Mit dem Antrag "Erinnerung und Gedenken an die Vertreibungen und Massaker an den Armeniern 1915", der von vier der fünf Fraktionen im Deutschen Bundestag am 15. Juni 2005 gestellt wurde, bekannte sich die Bundesrepublik zur Mitverantwortung des Deutschen Reiches an den Geschehnissen von 1915. In dem Dokument wird der Trauer um die Vertreibung und die Vernichtung der Armenier Ausdruck gegeben. Des Weiteren äußert die deutsche Politik den Anspruch, sich dafür einzusetzen, dass das türkische Volk seine Geschichte aufarbeitet. Auch möchte sich die deutsche Politik für die Normalisierung der Beziehungen zwischen der Türkei und Armenien einsetzen.

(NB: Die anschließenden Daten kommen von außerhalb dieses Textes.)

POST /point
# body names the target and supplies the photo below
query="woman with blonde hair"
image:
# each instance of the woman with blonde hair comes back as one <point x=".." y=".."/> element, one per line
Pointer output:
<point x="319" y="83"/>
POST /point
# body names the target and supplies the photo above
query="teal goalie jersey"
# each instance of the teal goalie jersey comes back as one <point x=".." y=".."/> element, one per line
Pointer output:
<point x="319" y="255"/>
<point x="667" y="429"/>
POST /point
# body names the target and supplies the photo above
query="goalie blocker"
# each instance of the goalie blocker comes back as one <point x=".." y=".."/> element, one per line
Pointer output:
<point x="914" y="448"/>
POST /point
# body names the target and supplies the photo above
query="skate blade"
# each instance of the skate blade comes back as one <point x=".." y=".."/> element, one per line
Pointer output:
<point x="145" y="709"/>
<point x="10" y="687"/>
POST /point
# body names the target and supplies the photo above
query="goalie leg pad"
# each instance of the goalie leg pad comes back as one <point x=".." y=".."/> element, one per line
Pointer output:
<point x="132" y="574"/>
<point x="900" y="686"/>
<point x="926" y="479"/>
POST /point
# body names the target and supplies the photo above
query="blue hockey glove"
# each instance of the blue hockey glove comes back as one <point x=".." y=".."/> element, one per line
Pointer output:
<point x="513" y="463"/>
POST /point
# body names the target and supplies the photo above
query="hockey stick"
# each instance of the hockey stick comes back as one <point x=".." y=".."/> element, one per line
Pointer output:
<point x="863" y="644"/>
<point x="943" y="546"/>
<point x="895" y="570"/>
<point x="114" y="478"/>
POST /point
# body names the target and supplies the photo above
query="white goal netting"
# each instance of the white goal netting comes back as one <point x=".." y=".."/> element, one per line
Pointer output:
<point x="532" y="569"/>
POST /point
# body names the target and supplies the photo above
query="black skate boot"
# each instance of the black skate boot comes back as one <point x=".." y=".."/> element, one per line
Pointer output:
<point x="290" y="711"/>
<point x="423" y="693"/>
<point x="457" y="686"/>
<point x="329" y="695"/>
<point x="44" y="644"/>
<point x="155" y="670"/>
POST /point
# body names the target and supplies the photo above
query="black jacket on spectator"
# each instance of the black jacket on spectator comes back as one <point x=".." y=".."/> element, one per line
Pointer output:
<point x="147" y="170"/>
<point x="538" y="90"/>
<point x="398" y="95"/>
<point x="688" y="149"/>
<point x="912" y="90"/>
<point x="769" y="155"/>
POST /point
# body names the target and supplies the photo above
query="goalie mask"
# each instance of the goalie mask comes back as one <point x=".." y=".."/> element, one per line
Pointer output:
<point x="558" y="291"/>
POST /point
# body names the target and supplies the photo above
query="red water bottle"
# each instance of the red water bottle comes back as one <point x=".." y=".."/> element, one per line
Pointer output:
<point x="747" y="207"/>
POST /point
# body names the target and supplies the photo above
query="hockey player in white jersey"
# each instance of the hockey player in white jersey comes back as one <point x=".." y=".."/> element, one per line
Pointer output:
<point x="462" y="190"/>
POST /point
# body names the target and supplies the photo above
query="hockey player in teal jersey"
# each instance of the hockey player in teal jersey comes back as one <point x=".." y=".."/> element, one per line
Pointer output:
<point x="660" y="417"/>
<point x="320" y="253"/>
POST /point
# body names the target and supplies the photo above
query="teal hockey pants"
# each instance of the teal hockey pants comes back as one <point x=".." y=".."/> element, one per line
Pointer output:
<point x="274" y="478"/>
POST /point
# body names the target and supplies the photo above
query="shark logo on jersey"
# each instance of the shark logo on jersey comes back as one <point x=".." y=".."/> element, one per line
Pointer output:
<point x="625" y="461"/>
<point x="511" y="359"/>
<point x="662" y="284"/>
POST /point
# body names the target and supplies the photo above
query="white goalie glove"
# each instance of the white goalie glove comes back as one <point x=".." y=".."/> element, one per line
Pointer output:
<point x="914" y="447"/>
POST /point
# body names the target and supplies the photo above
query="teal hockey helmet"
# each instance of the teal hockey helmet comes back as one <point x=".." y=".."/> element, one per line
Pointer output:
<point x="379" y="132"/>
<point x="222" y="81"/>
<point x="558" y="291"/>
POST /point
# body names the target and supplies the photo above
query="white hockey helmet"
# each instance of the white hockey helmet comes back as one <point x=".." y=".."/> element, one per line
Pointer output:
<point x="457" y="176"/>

Erst nach langem Debattieren wurde damals der Antrag verabschiedet, erinnert sich die Bündnis 90/Die Grünen Politikerin Marieluise Beck. Die Verabschiedung des Antrags sei ein wichtiger Schritt gewesen, aber es seien auch andere Maßnahmen vonnöten, um dieses Vorhaben umzusetzen, sagt Beck: "Die Geschichtskenntnisse sollten vertieft werden, so dass auch ein deutsches Schulkind weiß - das 20. Jahrhundert hat begonnen mit einem Genozid." Das sei aber nicht genug, betont die Politikerin: "Dazu braucht es Orte der Erinnerung, Namen, Geschichten, Zeitzeugnisse. Die Zeitzeugen gibt es fast nicht mehr."

Bildung als Schlüssel

Der deutsche Politiker Cem Özdemir, Bündnis 90/Die Grünen (Foto: ap)
Cem Özdemir spricht sich für Bildungszusammenarbeit mit der Türkei ausBild: AP

Besonders im Bereich der Bildung könnte die deutsche Regierung mehr machen, glaubt auch der Deutsch-Armenier Raffi Kantian, Redakteur der Zeitschrift Armenisch Deutsche Korrespondenz (ADK). Denn das sei der einzige Punkt, worauf die deutsche Seite wirklich Einfluss nehmen könne - die Aufarbeitung durch das Kultusministerium, d.h. in den Schulen. "Aber diese Dinge sind zu schaffen, wenn man den politischen Willen hat, in den Ländern etwas zu unternehmen."

Auch der Bündnis90/Die Grünen Vorsitzende Cem Özdemir glaubt, dass das Thema Vertreibung und Vernichtung der Armenier im Osmanischen Reich vermehrt in den Schulbüchern behandelt werden müsse. Dafür könnten Deutschland und die Türkei gemeinsam Schulbücher entwerfen, schlägt er vor. Dass einige Nationalparlamente die Ereignisse von 1915 als "Völkermord" verurteilten, würde aber "nicht ausreichen, um die Wunden zu schließen", betont der türkischstämmige Politiker: "Ich glaube, die eigentliche - in Einführungszeichen - Lösung wird es erst geben, wenn die türkische Nationalversammlung sich mit dem Thema beschäftigt." Außerdem solle sich die offizielle türkische Geschichtsschreibung dem anpassen, was sich als Allgemeingut im Stand der Wissenschaft mittlerweile herausgearbeitet hat, betont Özdemir.

Bisher weigert sich die Türkei jedoch, die Geschehnisse von 1915 als Genozid an den Armeniern anzuerkennen.